I began by interviewing all 30, for about 40 minutes each, so they could tell me what I needed to know to design a process for them to talk to each other and make decisions. Questions covered their current situation, their hopes for the future, and any concerns or issues. Most of the time my task was simply to “hold the space” for them to share what they needed to share. Then I met the top 5 people (3 from Japan, 2 from US), to discuss process and expected output. I facilitated in dialogue for each of them to share what they felt needed to change and then what they felt was their role in creating what had come into being and therefore what support they needed to move into a new way of operating. They felt morale was the key issue, with the creation of a practical plan second.

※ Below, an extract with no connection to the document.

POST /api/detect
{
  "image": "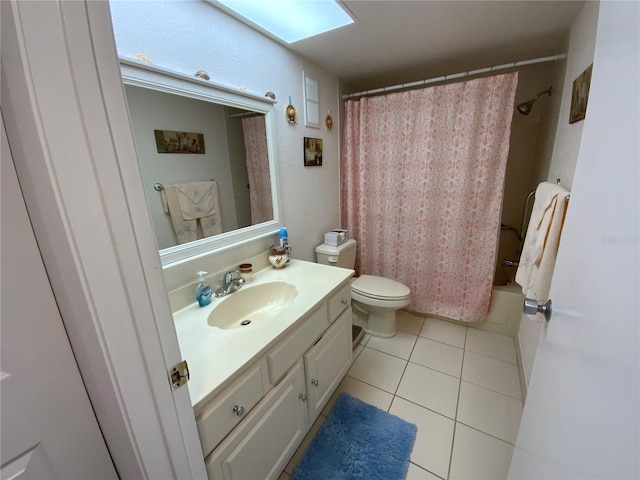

I then designed a process of 5 steps over 2.5 days:
- Current reality
- Creating a shared vision
- Exploring underlying contradictions
- Strategic Actions
- Initial Action Plans
It took a long time to work in depth through the current reality, however the team made changes immediately after consensus was reached on some of the areas - such as the IT team went back after the discussion and adjusted the software so that the payment and reward system would reflect the agreed recommendations.
For the leadership team this demonstrated we would be better off having action teams create the basic framework for moving forward on areas where we had a consensus and could be done immediately. This was to emphasis an image created during the visioning session of “One Team One Dream.”
Three months later we reconvened to do the full planning process with three groups the leadership team, the sales teams and then the support team. Having established the context of “One team one dream”, it opened them up to challenge each other respectfully. They reviewed their product line, dropped many products, and created descriptions for new products. The Support teams developed scenarios to fit the new structure. Each team had 3 months to test and propose new options; some succeeded, some failed, but the sense of being open for innovation continued.
My task as facilitator was to design what I felt was needed and then to hold the space for their discovery process.